Prior to 1986, across the board, we had something called the "Windfall Profits Tax." Whether one believes it to have been applied rather repressively or extremely is up for debate, but what it was intended to do was to force large corporations to duck the tax by reinvesting "excessive profits" either into the business or its labor. In practice, it achieved both. Once the tax was repealed, all the benefits of the tax ended. Blue-collar wages started to get slashed and businesses started to become more unstable. With less cash on-hand and more dependency on stock investment, you then ended up with companies declaring bankruptcy when a rumor destroyed their stock value.
For reference's sake, those $10 billion in Wal-Mart profits are $1 billion more than Exxon's profits this year from the high oil prices. We also happen to have a system where health coverage is dependent on the employer providing it. Now if you'd like to change that system, you'd have my support. We are inevitably careening towards nationalized healthcare. GM, prior to laying off 30,000 jobs here, mentioned that Canada is very desirable to them for growth. Their labor is all well-paid union labor like in America, but there's one difference: with Canada's national healthcare, GMs labor costs are slashed. If we are to be competitive, we are going to have to go to national healthcare. Period.
But since we have pea-brained Republicans running the show, let's get down to the hard facts. When Wal-Mart's employees are on welfare, your money is paying for it. When Wal-Mart's employees don't contribute to the health insurance superstructure, your health care premiums go up, because there are less people contributing. Wal-Mart has $10 billion in profit, and you're paying for their employees' basic needs.

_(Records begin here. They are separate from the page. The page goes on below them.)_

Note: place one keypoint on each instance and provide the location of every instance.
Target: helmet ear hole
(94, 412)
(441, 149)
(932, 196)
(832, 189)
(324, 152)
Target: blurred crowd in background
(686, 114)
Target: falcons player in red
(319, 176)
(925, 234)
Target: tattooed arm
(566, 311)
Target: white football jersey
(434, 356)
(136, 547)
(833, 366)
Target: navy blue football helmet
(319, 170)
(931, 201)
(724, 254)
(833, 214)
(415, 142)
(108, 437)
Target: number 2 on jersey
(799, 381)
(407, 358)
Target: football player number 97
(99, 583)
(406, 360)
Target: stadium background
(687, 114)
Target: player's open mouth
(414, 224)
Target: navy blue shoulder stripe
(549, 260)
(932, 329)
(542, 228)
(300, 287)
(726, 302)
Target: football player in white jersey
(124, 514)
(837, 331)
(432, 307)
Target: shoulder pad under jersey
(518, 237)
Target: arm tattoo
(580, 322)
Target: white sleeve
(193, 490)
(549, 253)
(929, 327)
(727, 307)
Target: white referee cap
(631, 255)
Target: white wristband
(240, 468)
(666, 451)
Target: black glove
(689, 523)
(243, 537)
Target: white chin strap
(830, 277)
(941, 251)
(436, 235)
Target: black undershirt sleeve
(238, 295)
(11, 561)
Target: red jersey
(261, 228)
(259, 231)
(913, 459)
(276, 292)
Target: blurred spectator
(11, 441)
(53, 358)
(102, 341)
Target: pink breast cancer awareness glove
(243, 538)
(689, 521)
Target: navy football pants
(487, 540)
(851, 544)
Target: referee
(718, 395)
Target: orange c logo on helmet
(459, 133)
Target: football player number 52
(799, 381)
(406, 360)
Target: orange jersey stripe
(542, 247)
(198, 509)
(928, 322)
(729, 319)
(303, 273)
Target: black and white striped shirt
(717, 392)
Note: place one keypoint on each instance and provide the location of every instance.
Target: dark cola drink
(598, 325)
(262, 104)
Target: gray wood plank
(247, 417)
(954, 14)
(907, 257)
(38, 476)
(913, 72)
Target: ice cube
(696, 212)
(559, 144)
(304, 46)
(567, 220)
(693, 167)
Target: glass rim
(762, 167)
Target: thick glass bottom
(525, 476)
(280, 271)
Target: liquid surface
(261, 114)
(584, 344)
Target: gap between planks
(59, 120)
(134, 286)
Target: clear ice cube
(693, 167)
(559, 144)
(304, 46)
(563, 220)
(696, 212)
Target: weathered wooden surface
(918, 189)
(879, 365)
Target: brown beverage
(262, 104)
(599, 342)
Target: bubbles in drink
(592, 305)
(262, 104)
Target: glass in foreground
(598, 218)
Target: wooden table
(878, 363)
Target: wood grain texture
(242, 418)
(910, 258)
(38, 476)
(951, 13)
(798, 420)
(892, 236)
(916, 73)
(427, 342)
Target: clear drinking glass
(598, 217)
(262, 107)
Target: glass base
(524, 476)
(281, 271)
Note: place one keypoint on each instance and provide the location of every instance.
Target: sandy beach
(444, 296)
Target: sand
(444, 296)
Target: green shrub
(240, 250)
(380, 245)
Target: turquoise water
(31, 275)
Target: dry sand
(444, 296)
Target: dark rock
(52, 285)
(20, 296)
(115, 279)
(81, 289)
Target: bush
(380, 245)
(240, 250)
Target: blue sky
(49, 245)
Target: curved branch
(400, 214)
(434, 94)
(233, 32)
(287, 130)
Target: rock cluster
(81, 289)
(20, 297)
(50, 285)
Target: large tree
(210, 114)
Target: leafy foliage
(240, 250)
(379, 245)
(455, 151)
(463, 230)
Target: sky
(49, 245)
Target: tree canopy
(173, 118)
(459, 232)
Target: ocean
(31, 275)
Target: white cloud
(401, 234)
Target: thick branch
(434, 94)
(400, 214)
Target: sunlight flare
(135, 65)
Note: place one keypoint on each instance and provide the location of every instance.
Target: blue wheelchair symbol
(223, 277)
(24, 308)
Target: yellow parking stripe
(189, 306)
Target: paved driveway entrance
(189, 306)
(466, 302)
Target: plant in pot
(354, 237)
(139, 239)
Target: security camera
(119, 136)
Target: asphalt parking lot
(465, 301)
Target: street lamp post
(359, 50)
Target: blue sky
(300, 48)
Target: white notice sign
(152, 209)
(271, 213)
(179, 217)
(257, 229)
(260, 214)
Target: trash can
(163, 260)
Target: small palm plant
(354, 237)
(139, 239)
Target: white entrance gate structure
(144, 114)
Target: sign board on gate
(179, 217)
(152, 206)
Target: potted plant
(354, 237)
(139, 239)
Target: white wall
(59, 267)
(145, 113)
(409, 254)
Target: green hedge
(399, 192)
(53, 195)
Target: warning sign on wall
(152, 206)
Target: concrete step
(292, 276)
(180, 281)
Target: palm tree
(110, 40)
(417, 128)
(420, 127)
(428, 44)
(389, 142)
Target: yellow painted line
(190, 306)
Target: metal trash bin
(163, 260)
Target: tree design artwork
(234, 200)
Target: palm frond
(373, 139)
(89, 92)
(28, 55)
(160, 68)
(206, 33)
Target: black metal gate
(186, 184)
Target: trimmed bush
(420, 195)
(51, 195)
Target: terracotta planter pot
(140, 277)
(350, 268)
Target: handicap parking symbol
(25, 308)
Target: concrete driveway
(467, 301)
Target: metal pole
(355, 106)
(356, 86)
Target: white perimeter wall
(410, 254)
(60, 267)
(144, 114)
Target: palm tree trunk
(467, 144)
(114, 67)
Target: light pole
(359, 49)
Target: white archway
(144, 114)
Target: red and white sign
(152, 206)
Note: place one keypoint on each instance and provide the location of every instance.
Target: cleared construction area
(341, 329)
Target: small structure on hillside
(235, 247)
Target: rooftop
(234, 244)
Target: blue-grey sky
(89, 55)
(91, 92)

Now if corporations have no responsibilities to their employees, fine. But our current economic system is predicated on the premise that corporations will, indeed, pay their employees living wages, and that corporations will, indeed, provide their full-time employees with adequate benefits. And Wal-Mart is not living up to its end of the bargain, while raking in more profits than price-gouging oil companies.
Goddamn it...why can't the Democratic Party publically say this when we need them?